Do Chickenpox Scars Heal?

Throughout the body. The illness typically lasts three to four weeks. The chickenpox lesions will dry up and cure on their own, leaving no scars behind.

Drug Against Chickenpox?

Acyclovir (Sitavig, Zovirax) is an antiviral medicine that your doctor may prescribe if you already have symptoms or are at risk of developing severe chickenpox. It may assist in lessening the severity of your symptoms. The first dose must be taken within 24 hours of the rash appearing.

Chickenpox Vaccine Age?

For toddlers, adolescents, and adults to be protected against varicella, the CDC advises receiving two doses of the varicella vaccine (chickenpox). It is customary to advise children to receive their first dosage between the ages of 12 and 15 months and their second dose between the ages of 4 and 6 years.

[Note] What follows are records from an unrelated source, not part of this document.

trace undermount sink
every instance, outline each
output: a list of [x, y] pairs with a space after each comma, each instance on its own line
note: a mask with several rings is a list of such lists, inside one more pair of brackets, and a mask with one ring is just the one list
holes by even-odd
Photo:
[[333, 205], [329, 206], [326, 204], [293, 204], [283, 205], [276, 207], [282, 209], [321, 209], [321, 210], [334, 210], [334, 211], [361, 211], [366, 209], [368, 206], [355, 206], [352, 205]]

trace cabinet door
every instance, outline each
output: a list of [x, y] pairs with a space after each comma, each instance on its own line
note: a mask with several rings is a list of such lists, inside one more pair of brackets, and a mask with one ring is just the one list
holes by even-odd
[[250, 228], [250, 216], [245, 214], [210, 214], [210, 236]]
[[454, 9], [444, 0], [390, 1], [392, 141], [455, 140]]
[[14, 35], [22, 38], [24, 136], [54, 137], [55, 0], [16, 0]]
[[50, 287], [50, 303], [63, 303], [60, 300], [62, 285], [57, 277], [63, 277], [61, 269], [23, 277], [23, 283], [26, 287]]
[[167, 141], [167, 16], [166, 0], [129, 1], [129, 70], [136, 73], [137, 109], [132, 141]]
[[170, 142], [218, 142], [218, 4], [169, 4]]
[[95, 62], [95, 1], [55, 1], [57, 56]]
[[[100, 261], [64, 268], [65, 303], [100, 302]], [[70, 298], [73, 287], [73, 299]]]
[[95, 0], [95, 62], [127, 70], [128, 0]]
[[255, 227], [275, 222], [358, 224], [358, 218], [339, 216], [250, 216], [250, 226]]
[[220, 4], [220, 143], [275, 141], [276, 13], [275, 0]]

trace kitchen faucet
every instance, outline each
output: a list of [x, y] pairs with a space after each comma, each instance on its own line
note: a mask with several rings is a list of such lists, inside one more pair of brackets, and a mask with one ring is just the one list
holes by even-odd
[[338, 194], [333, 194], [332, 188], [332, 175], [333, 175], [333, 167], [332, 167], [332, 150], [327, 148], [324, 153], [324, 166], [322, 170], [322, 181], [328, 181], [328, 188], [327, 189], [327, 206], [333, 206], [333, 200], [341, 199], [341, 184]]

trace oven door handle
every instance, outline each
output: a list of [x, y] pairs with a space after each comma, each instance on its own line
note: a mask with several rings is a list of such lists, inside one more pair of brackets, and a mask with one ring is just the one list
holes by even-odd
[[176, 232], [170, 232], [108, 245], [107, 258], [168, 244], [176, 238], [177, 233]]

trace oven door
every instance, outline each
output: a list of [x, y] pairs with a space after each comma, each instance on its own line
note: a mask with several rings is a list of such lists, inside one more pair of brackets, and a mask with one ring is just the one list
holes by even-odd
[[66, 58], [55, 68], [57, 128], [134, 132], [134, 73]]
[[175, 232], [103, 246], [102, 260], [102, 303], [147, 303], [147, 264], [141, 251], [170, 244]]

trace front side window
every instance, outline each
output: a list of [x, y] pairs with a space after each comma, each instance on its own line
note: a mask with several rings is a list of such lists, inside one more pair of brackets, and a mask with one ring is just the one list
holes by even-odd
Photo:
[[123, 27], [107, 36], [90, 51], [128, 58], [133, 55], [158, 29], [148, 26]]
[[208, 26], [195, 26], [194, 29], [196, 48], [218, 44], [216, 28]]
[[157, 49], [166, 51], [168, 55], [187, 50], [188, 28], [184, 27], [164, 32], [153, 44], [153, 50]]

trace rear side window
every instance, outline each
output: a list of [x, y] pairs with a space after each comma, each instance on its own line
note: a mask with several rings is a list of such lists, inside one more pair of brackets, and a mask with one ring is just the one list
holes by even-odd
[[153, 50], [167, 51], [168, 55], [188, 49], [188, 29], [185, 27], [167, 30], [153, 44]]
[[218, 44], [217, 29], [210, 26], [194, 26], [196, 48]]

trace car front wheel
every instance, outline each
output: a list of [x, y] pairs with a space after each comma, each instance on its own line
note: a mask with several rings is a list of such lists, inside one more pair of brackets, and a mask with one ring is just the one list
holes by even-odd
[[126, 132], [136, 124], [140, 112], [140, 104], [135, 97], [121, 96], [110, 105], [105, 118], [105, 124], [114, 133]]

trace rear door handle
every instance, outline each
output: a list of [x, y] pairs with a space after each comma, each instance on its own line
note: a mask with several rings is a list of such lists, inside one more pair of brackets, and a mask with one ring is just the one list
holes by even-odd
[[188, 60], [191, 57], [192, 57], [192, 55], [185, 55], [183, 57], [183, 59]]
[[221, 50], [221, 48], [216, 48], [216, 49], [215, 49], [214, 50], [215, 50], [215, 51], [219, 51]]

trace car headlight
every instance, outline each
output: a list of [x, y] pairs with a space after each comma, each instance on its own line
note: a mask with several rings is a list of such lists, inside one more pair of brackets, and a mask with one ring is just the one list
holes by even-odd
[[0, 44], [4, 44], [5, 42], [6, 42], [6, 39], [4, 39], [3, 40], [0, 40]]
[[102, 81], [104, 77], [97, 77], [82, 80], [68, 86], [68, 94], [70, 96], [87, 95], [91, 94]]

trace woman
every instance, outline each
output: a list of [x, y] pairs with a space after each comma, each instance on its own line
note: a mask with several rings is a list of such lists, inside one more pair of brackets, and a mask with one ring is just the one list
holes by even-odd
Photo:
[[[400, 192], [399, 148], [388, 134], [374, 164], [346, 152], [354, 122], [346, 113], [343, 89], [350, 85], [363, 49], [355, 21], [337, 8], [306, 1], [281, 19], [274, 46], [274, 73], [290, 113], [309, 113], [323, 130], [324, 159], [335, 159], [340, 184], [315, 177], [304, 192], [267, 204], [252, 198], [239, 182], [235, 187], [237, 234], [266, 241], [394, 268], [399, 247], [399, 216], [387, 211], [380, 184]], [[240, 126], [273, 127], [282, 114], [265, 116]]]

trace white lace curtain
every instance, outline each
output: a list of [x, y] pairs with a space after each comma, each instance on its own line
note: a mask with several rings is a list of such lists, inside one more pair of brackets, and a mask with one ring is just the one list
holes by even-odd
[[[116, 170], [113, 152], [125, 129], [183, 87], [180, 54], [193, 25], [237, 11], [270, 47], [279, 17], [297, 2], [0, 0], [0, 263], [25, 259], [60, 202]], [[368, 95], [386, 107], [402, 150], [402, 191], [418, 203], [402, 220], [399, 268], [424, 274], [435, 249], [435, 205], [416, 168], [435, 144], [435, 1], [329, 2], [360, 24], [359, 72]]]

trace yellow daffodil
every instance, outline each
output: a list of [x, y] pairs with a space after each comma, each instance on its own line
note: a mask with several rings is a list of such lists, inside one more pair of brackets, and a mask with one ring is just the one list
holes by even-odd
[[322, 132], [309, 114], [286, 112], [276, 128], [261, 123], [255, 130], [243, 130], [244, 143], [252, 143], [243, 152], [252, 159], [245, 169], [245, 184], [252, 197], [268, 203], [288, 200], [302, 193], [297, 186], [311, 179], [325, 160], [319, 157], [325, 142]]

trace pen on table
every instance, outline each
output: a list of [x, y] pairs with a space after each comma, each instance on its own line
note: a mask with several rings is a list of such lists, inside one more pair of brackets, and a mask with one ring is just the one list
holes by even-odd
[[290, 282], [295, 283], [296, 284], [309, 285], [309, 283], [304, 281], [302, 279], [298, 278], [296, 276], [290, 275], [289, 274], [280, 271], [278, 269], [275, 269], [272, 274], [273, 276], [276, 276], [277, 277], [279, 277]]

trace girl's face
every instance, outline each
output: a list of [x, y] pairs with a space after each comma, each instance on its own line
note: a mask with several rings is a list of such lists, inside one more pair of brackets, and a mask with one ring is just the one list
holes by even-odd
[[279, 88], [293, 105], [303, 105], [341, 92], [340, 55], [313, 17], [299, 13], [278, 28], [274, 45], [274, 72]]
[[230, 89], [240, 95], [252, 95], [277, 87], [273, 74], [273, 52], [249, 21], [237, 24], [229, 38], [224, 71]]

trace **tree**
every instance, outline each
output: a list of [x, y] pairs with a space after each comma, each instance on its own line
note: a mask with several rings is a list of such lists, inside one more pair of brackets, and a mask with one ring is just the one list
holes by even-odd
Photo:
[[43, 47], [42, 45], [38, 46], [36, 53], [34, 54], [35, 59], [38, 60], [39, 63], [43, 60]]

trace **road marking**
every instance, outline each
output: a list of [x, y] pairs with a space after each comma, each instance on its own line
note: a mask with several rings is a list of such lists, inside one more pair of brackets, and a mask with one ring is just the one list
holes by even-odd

A message from the ER of Dallas

The chickenpox virus killed thousands of people annually and resulted in thousands of hospital admissions before the development of a vaccine in 1995. Thanks to immunization, more than 90% of kids are shielded against the once-common chickenpox illness. If you are not vaccinated against chickenpox, you can still get it as an adult. Talk to your healthcare practitioner about being vaccinated if you have never had chickenpox. 

Having a vaccination can reduce your risk of catching the virus, even though most cases are not harmful. Most children receive the chickenpox vaccination as part of their childhood immunization routine.

Visit the 24 hour pediatric urgent care to have the chickenpox vaccination if necessary to protect your loved ones.

Dr. Abbas
Dr. Abbas Raza Mian, MD, is an experienced health care provider primarily located in Dallas, TX. He has specializes in Internal Medicine, Other Specialty, and Hospital Medicine. Dr. Mian is affiliated with a regional medical center.